J’avais outrepassé deux interdits sociaux basés sur le dégoût des femmes: être laide et exposer le sang de ses règles. Je ne faisais pas mon devoir de citoyenne: disparaître. (p.35)
Je suis un peu ambiguë quant à la lecture de ce livre. Je comprends ce que l’auteur.e a voulu dénoncer avec ce livre, l’intimidation,le rejet, les standards de beauté. En lisant ce livre j’y ai retrouvé des réflexions de l’auteur.e quant à sa vie de sa jeunesse à maintenant. Ce qui me semblait intéressant au début. Mais, au fil du livre je m’attendais à beaucoup plus quant à l’évolution, le changement de son regard face à iel … je ne sais pas ça me semble brièvement développé et je n’ai vu aucune évolution, sinon très minime.
Ma déception étant que j’aurais voulu un roman ou un essai avec ce sujet, qui aurait pu être exploitée d’une meilleure façon, des phrases de trois lignes dans une page, ça ne me plaît pas du tout, raccourcir ce livre aurait été idéal ou séparé les réflexions par des apostrophes ou je ne sais quoi. De plus je m’attendais que son regard face à sa propre personne évolue et non qu’iel s’identifie comme étant « une laide personne » ça me laisse penser que l’auteur.e reste dans sa « victimisation ».
Dommage, puisque le sujet semblait très intéressant à exploiter. Ses réflexions sont somme toute assez bien construite et écrite. Iel a une belle plume.
C’était bien, et c’est bien d’exposer ce genre de récit sur la laideur, mais ce n’était aucune nouvelle réflexion pour moi ! J’aurais pris plus de méta-analyse, plus de profondeur. Je trouvais aussi que c’était un peu redondant, même si je comprends que ça fait partie du message pour qu’on en comprenne la lourdeur. Par contre, je ne suis reconnue dans beaucoup beaucoup de fragments, ce que j’ai aimé lire ! Mais j’aurais poussé la Laideronnie jusqu’au bout, pour moi il y a une grande incohérence dans le récit : les vraies laides n’ont pas d’enfants.
This entire review has been hidden because of spoilers.
"Je suis là défaillance, celle qui ne prend pas la responsabilité de son apparence et n'a pas la décence de devenir invisible. Alors qu'en fait, la source du malaise se trouve plutot dans la laidophobie ambiante"
"(...) avec elle, j'apprenais à voir la beauté ailleurs que là où les yeux se posent paresseusement"
C'était bon mais pas autant que je m'y attendais. Je crois que j'étais influencée par l'engouement envers ce livre donc je m'attendais à QUELQUE CHOSE. Still, c'était bon juste pas WOW
Dans ce livre, la protagoniste met en lumière ses traumatismes de jeunesse concernant son apparence physique. Ceux-ci sont douloureux et réels.

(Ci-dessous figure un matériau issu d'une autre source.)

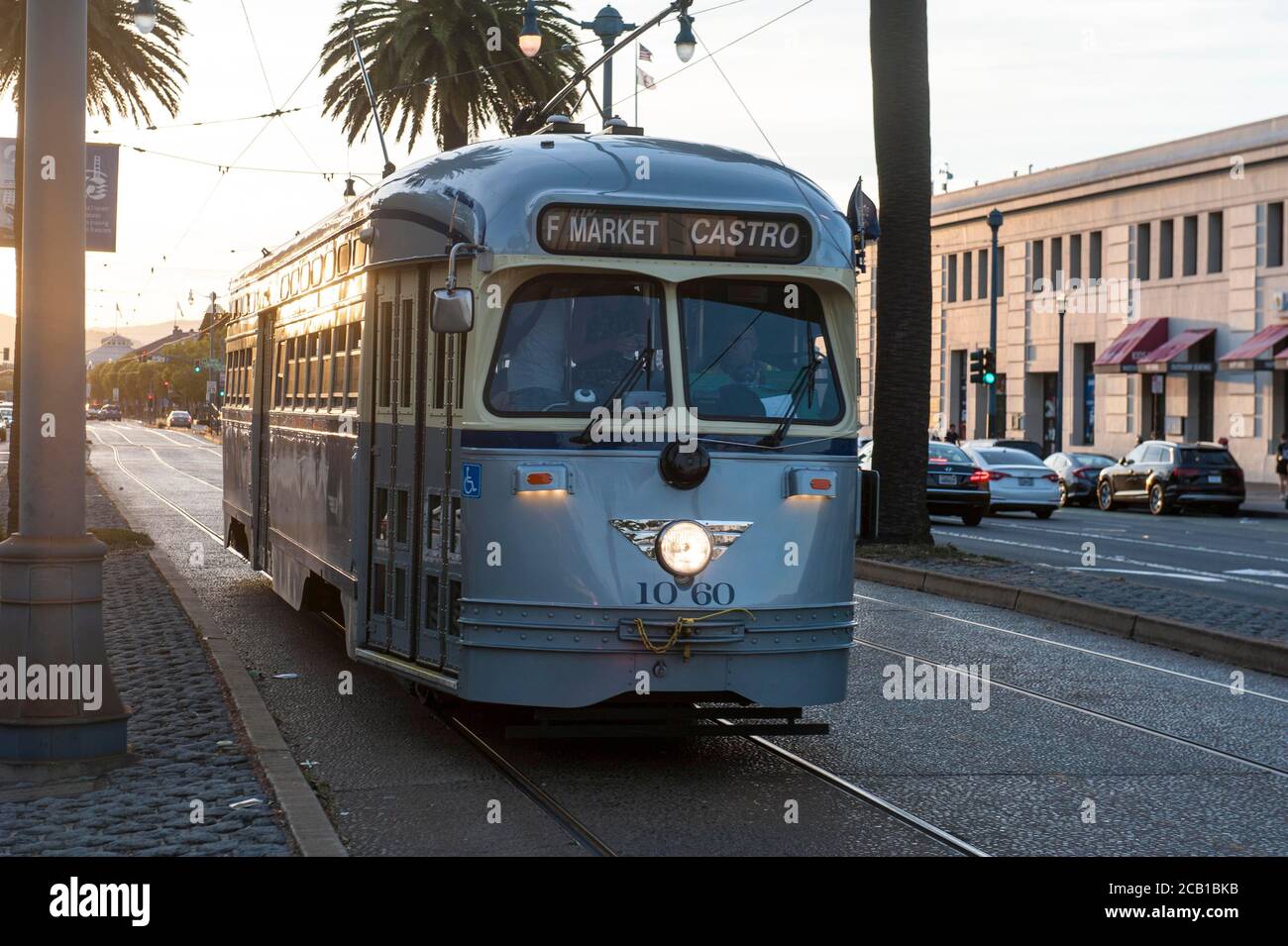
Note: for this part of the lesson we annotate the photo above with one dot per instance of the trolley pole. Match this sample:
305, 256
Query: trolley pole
995, 224
51, 569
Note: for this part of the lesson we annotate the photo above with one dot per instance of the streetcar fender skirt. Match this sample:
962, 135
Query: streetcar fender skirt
563, 679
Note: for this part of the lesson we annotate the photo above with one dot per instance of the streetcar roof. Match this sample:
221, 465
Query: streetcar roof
492, 192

Ces expériences négatives semblent avoir créé chez le narrateur-personnage un schéma psychologique particulier, où il en vient à interpréter chaque faits et gestes comme une attaque en lien avec son physique. C'est une réaction complexe, humaine, mais qui n'en constitue pas moins un irritant au fil des pages.
Pourtant, c'est ce rapport particulier à la psyché qui fait la beauté de ce roman autobiographique.
J'aurais cependant aimé voir une plus grande évolution de la protagoniste en fin d'ouvrage ; celle-ci m'a paru tourner en rond.